On Windows, ~ (the HOME environment variable) is not defined by default, so you must define it through Control Panel, System, Environment Variables, if you want to use those locations.
Otherwise, by default, Emacs 22 and 24 will search in /Users/name/AppData/Roaming/ for .emacs.
I do know that trying to save files to Windows (all versions) from Emacs often requires using double backslashes in the pathnames that you formulate in code. I've found that double backslashes are the only trustworthy way.
So to answer your question, I can assert:
Windows 10 is capable of .emacs filenames, you don't require _emacs.
Windows 10 is capable of .emacs, in both HOME=/users/name/.emacs form, and in the AppData/Roaming/.emacs form. I don't like the AppData/Roaming location, because /users/name/AppData is a hidden directory on Windows, which makes it awkward to work with.
You might check to see if you have a HOME environment variable defined, and what it points to (maybe a location with bad permissions?). You might check your /users/name/AppData/Roaming/.emacs path for permissions all the way down, too. (The original post doesn't exactly specify the HOME part of the ~/ references.)
This might sound awful (but it has happened to me), but you might check to see that you have exactly 1 startup file, in exactly 1 location, and that your main init file code doesn't reference or reload any other .emacs files from any other places. I use three machines (win10, win10, Mac OSX, and share almost everything through Dropbox), and when installing new versions of Emacs I sometimes end up referencing old files, in old locations.
One of the handiest tips I can pass on for this particular problem is to color the background a different color in the init file, as the first line. Then if you see unexpected colors, you will know you're not picking up (or trying to write out--yes, that's happened to me too) the wrong .emacs file.

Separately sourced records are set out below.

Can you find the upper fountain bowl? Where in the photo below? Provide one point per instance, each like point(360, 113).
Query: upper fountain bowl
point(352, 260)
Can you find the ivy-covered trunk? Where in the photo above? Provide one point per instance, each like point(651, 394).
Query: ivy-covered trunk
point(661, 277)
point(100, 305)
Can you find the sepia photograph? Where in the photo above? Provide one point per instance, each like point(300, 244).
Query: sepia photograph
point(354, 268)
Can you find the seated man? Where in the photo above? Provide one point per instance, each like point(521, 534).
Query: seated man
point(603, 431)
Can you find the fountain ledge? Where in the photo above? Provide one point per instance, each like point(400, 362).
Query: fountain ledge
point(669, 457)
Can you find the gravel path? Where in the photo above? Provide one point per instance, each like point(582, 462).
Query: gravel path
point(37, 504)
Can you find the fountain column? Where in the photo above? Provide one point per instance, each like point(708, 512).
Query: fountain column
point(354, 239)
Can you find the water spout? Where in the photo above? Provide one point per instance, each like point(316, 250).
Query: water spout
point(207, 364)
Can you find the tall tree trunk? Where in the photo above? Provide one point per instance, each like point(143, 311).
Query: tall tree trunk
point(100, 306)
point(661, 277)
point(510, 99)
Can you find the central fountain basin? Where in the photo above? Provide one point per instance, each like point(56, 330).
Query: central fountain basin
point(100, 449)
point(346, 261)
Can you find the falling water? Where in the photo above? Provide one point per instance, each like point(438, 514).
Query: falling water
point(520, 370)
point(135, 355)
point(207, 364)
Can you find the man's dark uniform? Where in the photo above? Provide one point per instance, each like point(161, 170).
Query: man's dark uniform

Now my policy is to have .emacs files with only 1 line in them -- and it loads the big shared init file where I look at machine types and do machine-specific setups. That might work for you too, since then your .emacs file won't change much at all, for the life of the machine. Only the big shared (ie, secondary) init file will be regularly modified, and that can be located anywhere you like.
Hopefully some of this might help. Good luck!